The Vigil required 35 different inputs (that’s what the Vmix software calls anything you insert into a stream or video). We lit the new fire, processed the Paschal Candle, had videos of church members, including kids and teens, doing the four Old Testament lessons. We had my son Joseph and our youth director, Philip Iverson, send videos of several songs each. We had pictures of flowers and of the sun rising over the chapel. We had audio of hymns sung by our choir at last year’s Easter Day service. And we had the brilliant homily by my 4 year old granddaughter Eliza, explaining the mystery of Good Friday and Easter (Jesus came right back and saved the world!). We had to re-tape my homily 4 times due to sound issues. (It was different every time too. This Holy Week I did not type a manuscript or notes for any of the sermons). I had a GREAT opening funny Story to share, then forgot to do it for the final take…..you will hear it eventually though!

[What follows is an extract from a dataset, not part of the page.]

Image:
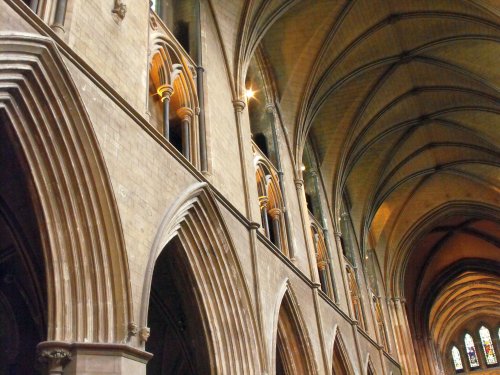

So instead of trying to pre-record or do Premiers, we decided to “run” the Vigil live at 6am and 1030 am. Partly because we could redo things if we failed, but mainly because I just didn’t trust the software, YouTube, or Facebook for such a delicate and complicated task. So at 6am, we go live. Mainly it meant “playing” each of those inputs in the order needed, it’s way harder than it sounds. If you were watching, you know we had to restart as Cox internet had an outage and everything froze. We started live again and that’s when, in the moment, we learned my original homily had no audio. Don’t ask! I cut that video out midway and we finished that live viewing. So between the end of the 6am and the start of 1030, we had to record another homily and that’s when my microphone decided to quit. We ended up doing the homily recording with a cell phone, and making that an input into the service.
So thanks to the help of Jennifer and many, many others, I think we produced something quite good. No, it’s not the same as being there and I missed everyone so much. The sheep in the pews helped a lot! Much love to you all as we continue to navigate this virus. In the midst of that, remember Easter is a season of 50 days, so let’s keep saying YAY JESUS as we offer our prayers for one another. God bless!
Special thanks to Chris Westphal (altar guild) and Debbie
Vaughn (flower guild) for the beautiful work they did telling the Holy Week story.
And of course, sound and video tech supreme, Jennifer Knight!